I Gilet Gialli sono vivi e lottano, e menano pure, come può ben testimoniare il Presidente Macron, che l’altro giorno ha preso una “cinquina” in piena faccia da uno degli esponenti del movimento. Due ragazzi di 29 anni sono stati, infatti, fermati nel dipartimento della Drome, nel sud-est della Francia, per aver schiaffeggiato il presidente Emmanuel Macron durante un bagno di folla. Il Capo dello Stato era impegnato in questi giorni in una serie di visite in diverse regioni del Paese. L’aggressore, che si è definito “anarchico”, è stato subito immobilizzato dalle forze dell’ordine che stavano scortando Macron.

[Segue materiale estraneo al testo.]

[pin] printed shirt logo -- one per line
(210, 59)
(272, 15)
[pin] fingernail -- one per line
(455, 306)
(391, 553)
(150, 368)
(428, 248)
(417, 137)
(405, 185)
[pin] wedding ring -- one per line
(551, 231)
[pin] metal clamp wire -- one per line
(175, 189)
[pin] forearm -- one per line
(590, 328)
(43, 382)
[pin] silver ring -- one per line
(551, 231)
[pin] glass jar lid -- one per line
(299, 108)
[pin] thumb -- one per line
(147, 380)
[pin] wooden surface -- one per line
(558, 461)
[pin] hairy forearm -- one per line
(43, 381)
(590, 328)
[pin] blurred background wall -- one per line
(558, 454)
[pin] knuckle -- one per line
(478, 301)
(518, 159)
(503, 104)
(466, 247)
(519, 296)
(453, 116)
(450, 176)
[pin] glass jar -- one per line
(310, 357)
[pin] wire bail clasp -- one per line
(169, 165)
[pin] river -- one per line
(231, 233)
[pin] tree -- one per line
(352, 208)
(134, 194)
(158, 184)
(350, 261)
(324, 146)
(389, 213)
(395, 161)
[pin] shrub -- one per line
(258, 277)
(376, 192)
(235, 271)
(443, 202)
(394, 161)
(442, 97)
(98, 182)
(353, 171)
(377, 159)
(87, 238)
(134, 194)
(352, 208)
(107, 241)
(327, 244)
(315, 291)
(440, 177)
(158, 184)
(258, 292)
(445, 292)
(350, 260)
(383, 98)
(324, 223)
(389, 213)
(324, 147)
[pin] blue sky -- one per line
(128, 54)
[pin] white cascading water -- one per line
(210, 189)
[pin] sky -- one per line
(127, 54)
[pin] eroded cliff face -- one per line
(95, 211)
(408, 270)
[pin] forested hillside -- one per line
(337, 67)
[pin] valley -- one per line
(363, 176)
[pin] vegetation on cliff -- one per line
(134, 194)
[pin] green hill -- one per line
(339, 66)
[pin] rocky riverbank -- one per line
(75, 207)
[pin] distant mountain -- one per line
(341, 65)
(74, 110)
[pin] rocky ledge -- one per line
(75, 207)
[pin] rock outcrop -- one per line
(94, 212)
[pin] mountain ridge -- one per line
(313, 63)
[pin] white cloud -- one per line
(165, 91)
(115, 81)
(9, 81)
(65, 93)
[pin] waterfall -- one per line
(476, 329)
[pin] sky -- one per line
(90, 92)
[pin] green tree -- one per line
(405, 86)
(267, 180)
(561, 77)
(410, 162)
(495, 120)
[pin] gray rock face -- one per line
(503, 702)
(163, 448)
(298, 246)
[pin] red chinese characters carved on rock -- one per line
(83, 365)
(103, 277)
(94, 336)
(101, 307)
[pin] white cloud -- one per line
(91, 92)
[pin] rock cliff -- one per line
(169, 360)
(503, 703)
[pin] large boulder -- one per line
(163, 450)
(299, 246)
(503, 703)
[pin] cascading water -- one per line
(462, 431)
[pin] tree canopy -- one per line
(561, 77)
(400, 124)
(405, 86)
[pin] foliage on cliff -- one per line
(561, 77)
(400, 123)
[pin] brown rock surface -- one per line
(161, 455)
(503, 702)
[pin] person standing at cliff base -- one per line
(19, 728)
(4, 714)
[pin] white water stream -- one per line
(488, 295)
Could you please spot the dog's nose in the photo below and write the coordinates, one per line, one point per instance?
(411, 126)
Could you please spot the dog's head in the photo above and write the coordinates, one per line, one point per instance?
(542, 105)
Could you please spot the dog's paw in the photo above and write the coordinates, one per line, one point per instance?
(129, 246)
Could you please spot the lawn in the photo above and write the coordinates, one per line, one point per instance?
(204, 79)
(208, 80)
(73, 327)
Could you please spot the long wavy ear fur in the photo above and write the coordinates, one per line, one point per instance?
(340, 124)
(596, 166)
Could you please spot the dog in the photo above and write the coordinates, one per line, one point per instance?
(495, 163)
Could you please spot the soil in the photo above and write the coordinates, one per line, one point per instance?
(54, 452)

“L’uomo che ha colpito Macron ha urlato il grido di battaglia dei Capetingi, i seguaci di Ugo Capeto, terza dinastia dei re di Francia: ‘Montjoie! Saint-Denis!”. Ha poi aggiunto chiaramente “a bas la Macronie”, abbasso il macronismo, uno slogan piuttosto diffuso nelle manifestazioni di protesta – scrive la testata Tgcom24 –. Da quanto si può vedere dal video, Macron – che era in visita a Tain-l’Hermitage ed era appena uscito da una scuola alberghiera – si stava allontanando dalla folla trattenuta dietro le barriere e stava per rientrare nell’automobile che lo attendeva. Vedendo le persone che lo chiamavano, si è riavvicinato alle transenne e il primo uomo verso il quale si è diretto lo ha afferrato per il braccio e colpito con uno schiaffo.”

“I due fermati si chiamano Damien e Arthur e hanno entrambi 29 anni. Stando a “fonti informate” citate da Le Figaro, i due graviterebbero nell’ambiente dei “gilet gialli”. Sono originari del vicino paese di Saint-Vallier e incensurati – conclude Tgcom –. I due avrebbero partecipato a una manifestazione non autorizzata contro Macron, che si è svolta poco prima dell’arrivo del presidente, nella vicina città di Valence. Vi partecipavano 25 persone fra cui agricoltori, gilet gialli e militanti di estrema sinistra. I manifestanti sono stati respinti dalla polizia e hanno ripiegato su Tain-l’Hermitage, dove c’è stata poco dopo l’aggressione.”